3. Theoretical Justification: The paper provides theoretical insights into why TAKD works better than BLKD. By leveraging the principles of VC theory, the authors argue that the TA networks reduce the approximation error and the rate of learning complexity, which typically hampers the direct distillation approach.
4. Empirical Evaluation: The authors perform extensive empirical evaluations across different architectures (plain CNN and ResNet) and datasets (CIFAR-10, CIFAR-100, and ImageNet). They show robust improvements over both BLKD and training from scratch (NOKD). For instance, in CIFAR-100, the TAKD approach using a student size of 2 and teacher size of 10 shows that TA models with 6 or 4 convolutional layers serve as effective intermediaries, highlighting the advantage of the multi-step distillation process.
5. Implementation and Practicality: The paper also discusses the computational aspects of TAKD. By presenting a dynamic programming solution to determine the best sequence of TAs given fixed computing resources or time constraints, the authors provide a practical pathway for adopting this method in real-world scenarios.

Implications and Future Directions

The implications of this research are multifaceted, touching both theoretical and practical aspects of AI and model compression:

• Enhanced AI Deployment: The ability to compress large neural networks effectively opens up broader applicability for deploying sophisticated AI models on edge devices with limited computational resources, such as smartphones and IoT devices.
• Theoretical Insights: The findings provide a stronger understanding of the mechanics behind knowledge distillation, prompting further theoretical studies on the best strategies for model compression and learning transfer.
• Optimizing Distillation Paths: Future research could explore more sophisticated methods to automate the selection of optimal TA sequences, ensuring that knowledge distillation is both efficient and effective under various constraints.
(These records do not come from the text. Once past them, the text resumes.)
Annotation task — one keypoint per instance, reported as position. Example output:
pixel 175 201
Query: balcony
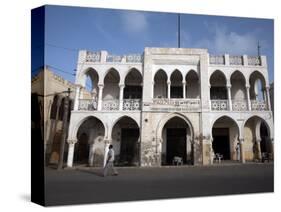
pixel 87 104
pixel 110 105
pixel 238 105
pixel 220 105
pixel 184 105
pixel 259 105
pixel 237 60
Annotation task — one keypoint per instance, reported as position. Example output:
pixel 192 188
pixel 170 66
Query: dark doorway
pixel 129 147
pixel 176 144
pixel 176 92
pixel 81 154
pixel 221 142
pixel 264 137
pixel 218 93
pixel 132 92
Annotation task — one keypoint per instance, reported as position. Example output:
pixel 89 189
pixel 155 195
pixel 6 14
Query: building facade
pixel 51 90
pixel 170 102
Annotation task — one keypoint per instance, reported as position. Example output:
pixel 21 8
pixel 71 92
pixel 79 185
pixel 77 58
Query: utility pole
pixel 64 129
pixel 259 47
pixel 179 19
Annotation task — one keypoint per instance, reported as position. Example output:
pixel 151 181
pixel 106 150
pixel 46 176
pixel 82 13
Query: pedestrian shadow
pixel 25 197
pixel 98 173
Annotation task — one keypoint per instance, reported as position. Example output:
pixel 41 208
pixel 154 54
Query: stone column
pixel 229 97
pixel 71 145
pixel 242 154
pixel 152 90
pixel 106 148
pixel 184 89
pixel 272 148
pixel 169 89
pixel 248 97
pixel 268 98
pixel 100 97
pixel 121 91
pixel 258 143
pixel 77 95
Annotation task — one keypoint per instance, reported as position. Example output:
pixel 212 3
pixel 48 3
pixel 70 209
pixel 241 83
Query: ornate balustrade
pixel 176 104
pixel 131 104
pixel 110 104
pixel 239 105
pixel 217 60
pixel 235 60
pixel 219 104
pixel 93 56
pixel 87 104
pixel 258 105
pixel 254 61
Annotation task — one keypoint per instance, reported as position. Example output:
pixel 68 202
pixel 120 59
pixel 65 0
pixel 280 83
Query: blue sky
pixel 68 29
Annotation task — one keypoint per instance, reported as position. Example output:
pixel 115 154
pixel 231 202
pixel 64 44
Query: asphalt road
pixel 88 186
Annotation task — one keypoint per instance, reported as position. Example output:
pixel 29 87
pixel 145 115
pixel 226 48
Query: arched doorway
pixel 91 80
pixel 225 133
pixel 176 85
pixel 257 138
pixel 125 140
pixel 192 85
pixel 160 84
pixel 133 85
pixel 258 93
pixel 176 141
pixel 89 149
pixel 218 91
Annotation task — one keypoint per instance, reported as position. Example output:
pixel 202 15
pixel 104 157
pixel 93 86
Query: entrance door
pixel 176 92
pixel 81 154
pixel 176 144
pixel 221 142
pixel 129 147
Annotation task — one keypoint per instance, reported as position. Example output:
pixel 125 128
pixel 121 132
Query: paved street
pixel 88 186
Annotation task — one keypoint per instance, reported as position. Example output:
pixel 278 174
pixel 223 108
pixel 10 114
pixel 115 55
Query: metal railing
pixel 131 104
pixel 87 104
pixel 220 104
pixel 110 104
pixel 239 105
pixel 259 105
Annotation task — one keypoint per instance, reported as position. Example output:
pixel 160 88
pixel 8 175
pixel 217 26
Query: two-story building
pixel 170 102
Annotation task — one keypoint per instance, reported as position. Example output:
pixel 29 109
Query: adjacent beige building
pixel 51 90
pixel 168 104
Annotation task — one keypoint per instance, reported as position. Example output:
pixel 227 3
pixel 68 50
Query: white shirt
pixel 111 155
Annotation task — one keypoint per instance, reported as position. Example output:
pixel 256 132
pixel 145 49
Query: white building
pixel 171 102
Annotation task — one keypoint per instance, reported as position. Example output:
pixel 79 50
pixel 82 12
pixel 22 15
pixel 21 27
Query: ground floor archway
pixel 257 139
pixel 126 142
pixel 89 149
pixel 176 142
pixel 225 135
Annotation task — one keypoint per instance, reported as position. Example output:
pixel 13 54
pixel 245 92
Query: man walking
pixel 237 148
pixel 110 162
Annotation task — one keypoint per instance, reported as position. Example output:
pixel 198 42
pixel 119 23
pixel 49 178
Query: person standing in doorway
pixel 237 149
pixel 110 162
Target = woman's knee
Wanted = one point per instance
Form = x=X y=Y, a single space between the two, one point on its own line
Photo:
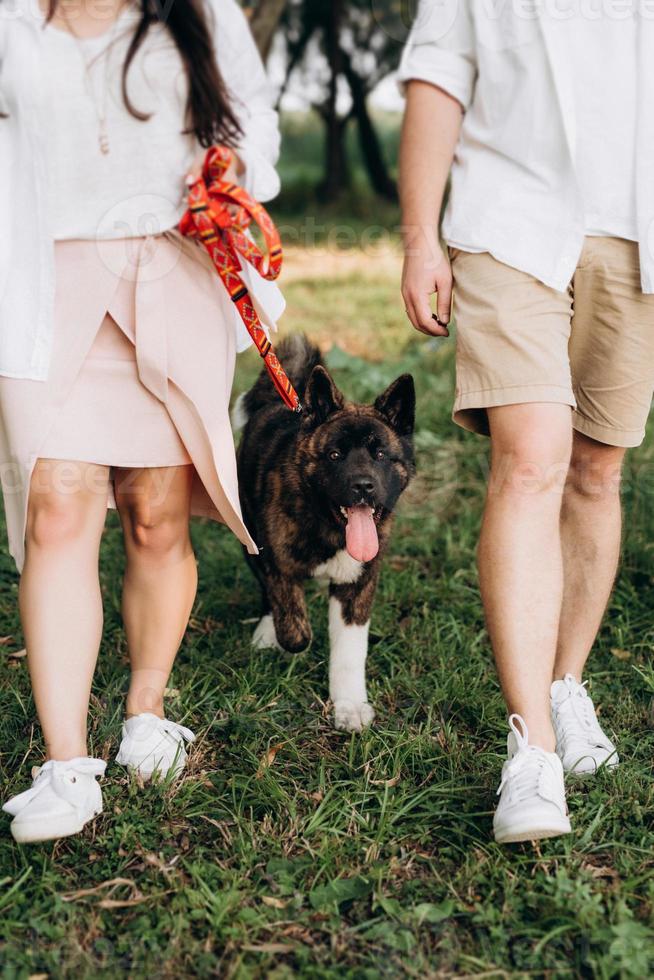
x=156 y=536
x=56 y=520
In conclusion, the "Improved Knowledge Distillation via Teacher Assistant" paper presents a significant advancement in the field of neural network compression and knowledge transfer. By introducing intermediate teacher assistants, the authors not only improve the performance outcomes of student networks but also pave the way for more efficient and scalable deployment of deep learning models in resource-constrained environments.